In the first instance the land needed protection before they could build anything. Ralph’s expertise was paramount. Tim reflects how they both camped on the island in the early days as there was a lack of suitable accommodation.

“It gave us an opportunity to study the site carefully and develop an understanding of the flora and fauna. It was a clear decision to work with the flora gene pool. We had no imports.

“We had a program of site propagation collection, transplanting and mulching felled trees. We put it all back as closely as we could and endeavoured to slow down and absorb site water rather than focus and accelerate,” Tim said.

These ecologically minded architects acknowledged the need to create an environmentally sensitive design, and a low impact design of the land was essential in order to preserve the pristine paradise.

“How many times have we all contemplated a peaceful scene in a rainforest beside a stream and thought wouldn’t this be a great place to live – sure, what would we do, using the usual approach we would destroy the very environment that attracted us there in the first place. Think again, this time from first principles. How would we preserve this beautiful spot? We would be very gentle, we would touch the site as lightly as possible,” Tim said.

Australia’s renowned Architect, Glen Murcutt said that the phrase to ‘touch the Earth lightly’ originates from Australian indigenous wisdom and is practised by ecologically aware architects. Tim said that in following this practice he and Ralph consulted with K’gari’s traditional owners during the build.

“The team fed of each other. Ralph and I were lecturing at the time and we gathered a talented team of students and newly qualified architects. Creative people.
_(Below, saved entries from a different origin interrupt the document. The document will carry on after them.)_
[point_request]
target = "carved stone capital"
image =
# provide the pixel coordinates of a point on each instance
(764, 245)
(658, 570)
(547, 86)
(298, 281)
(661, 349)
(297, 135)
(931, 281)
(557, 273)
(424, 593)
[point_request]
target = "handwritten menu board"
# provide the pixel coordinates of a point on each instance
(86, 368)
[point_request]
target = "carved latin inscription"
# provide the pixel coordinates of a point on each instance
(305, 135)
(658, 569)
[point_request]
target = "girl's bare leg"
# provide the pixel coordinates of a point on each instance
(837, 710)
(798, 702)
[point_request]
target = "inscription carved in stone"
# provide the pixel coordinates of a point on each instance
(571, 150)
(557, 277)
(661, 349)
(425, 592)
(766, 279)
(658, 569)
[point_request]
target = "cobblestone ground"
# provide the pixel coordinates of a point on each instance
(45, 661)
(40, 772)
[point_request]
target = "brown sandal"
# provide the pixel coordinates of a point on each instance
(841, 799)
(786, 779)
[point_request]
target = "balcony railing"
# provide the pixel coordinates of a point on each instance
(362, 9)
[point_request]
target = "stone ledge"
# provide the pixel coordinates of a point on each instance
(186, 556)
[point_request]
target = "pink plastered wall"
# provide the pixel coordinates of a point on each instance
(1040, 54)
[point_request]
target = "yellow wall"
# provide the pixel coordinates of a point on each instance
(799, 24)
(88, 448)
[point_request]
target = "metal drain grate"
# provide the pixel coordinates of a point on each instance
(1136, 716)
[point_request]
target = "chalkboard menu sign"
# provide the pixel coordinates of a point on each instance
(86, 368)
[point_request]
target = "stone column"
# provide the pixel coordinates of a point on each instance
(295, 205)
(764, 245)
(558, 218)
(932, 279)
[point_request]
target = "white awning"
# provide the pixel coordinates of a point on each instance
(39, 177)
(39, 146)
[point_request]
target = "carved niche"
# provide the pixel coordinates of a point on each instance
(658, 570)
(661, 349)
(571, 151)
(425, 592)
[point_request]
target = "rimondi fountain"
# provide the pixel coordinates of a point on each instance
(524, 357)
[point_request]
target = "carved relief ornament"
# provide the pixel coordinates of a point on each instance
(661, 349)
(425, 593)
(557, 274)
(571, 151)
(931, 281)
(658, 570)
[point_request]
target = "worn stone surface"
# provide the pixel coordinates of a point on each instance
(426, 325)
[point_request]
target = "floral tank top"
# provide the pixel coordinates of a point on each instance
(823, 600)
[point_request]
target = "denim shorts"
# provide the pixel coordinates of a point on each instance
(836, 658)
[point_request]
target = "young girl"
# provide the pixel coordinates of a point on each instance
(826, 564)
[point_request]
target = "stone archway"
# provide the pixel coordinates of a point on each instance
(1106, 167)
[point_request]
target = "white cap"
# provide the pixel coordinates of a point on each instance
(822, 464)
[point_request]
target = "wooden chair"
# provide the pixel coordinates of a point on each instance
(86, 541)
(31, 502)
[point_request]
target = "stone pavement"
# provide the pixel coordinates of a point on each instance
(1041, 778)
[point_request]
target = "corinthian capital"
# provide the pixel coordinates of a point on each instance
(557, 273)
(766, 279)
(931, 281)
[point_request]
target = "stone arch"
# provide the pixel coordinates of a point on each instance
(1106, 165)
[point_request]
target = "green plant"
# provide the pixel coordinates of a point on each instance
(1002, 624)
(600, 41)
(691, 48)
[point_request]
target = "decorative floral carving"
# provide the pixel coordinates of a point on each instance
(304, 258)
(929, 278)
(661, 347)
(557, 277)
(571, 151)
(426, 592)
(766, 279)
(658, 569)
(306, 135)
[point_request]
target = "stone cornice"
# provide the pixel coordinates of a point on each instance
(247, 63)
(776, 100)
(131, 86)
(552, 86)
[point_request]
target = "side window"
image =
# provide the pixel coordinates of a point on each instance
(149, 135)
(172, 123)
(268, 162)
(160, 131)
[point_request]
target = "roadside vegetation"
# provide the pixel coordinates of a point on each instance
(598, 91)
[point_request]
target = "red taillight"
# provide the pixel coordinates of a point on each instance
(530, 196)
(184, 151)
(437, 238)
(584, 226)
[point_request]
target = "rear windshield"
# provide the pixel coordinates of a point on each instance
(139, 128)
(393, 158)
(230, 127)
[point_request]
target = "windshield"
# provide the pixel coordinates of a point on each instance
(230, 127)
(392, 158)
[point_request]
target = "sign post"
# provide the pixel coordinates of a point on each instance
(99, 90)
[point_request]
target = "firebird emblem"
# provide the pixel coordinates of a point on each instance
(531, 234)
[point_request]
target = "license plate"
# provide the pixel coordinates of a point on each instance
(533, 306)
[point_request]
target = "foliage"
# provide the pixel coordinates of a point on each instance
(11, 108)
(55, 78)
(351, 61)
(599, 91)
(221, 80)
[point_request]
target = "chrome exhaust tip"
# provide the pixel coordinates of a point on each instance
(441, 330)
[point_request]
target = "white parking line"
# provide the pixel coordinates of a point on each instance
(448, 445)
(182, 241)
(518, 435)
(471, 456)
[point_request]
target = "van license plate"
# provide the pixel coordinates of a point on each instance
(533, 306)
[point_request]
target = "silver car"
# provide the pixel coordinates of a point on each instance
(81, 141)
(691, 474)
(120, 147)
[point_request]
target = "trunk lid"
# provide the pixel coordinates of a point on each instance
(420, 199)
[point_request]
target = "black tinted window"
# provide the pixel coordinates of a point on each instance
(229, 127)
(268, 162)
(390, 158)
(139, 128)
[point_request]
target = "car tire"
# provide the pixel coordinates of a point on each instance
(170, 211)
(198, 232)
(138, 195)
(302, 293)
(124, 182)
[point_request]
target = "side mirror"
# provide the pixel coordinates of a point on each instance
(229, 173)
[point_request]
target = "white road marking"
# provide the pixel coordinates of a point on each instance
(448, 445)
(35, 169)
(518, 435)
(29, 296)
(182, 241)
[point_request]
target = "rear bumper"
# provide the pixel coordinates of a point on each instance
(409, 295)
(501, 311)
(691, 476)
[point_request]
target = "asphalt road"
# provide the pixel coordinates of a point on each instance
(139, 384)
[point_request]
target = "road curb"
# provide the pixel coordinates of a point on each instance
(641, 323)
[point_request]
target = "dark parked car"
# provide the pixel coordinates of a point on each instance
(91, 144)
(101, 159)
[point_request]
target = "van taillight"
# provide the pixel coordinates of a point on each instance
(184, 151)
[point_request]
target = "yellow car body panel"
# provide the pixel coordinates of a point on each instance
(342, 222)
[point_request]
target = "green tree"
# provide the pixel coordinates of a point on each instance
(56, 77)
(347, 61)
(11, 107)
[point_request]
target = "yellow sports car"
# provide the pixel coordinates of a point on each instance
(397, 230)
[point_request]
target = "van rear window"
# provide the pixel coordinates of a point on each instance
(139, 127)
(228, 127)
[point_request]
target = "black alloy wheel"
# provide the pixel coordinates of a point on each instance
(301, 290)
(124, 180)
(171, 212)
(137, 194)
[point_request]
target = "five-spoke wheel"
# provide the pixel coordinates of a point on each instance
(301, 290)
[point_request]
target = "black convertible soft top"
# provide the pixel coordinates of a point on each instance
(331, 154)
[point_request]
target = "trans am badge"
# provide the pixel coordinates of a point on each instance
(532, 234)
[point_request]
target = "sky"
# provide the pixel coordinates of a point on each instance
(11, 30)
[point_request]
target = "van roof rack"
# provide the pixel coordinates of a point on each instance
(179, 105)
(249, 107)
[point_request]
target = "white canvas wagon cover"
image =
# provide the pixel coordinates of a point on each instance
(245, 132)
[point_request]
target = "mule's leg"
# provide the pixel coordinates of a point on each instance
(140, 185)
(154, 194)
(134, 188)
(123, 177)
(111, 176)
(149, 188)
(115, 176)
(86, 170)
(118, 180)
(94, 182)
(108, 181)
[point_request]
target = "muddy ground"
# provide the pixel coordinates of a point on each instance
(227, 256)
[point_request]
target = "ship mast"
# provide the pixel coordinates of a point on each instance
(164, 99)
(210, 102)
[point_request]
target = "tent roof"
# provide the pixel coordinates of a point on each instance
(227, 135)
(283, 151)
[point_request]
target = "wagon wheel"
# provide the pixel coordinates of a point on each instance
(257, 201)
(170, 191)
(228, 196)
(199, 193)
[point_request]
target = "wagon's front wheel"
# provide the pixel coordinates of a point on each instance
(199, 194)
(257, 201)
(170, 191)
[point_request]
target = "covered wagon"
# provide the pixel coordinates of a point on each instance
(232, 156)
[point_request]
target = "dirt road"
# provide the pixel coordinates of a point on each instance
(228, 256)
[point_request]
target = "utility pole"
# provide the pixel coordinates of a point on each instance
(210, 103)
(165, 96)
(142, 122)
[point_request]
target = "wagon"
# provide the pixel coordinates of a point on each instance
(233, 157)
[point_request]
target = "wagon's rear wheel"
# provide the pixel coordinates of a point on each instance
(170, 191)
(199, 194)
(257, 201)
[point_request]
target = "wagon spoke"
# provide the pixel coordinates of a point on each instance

We surrounded ourselves with the pick of the crop, of like-minded people.

“The development team called us the nuts and berries people. We were working with nature,” Tim said.

After nearly 30 years Tim reflects on the Kingfisher he and Ralph designed and built with the help of the award winning Hutchinson’s Builders. He said that the term eco resort hadn’t even been coined.

“Looking back we knew that if we were going to take people along this trip we had to appreciate what it was.

“Mike Hackett was supportive. He could see that it was different. At one stage they did a market survey with the tourism industry to see what the public impression was. It went out to a test market and 100% were for what we were proposing.

“I feel that the project was ahead of its time. Everyone is now looking for peace and tranquility,” Tim said.

And finally, I find proof that a creative genius’ view of the world is different from ours, in Tim’s own words, as he echoes that of Friedrich Stowasser. He explains to me that the site or land on which you build, for instance a suburban square plot versus a rainforest, creates all the difference in design.

“Sometimes you don’t get inspiration from people. What do you do with a square block of land? If you have a colourful client, you might be able to reflect their personality. However, the site is more powerful. Nature is the greatest source of inspiration,” Tim said.

So next time you disembark the barge at Kingfisher take in the scenery, and perchance you glimpse a sliver of structure behind a glistening leaf, remember all that you see or don’t see is thoughtfully and sensitively designed to co-exist in harmony with the island named paradise – K’gari.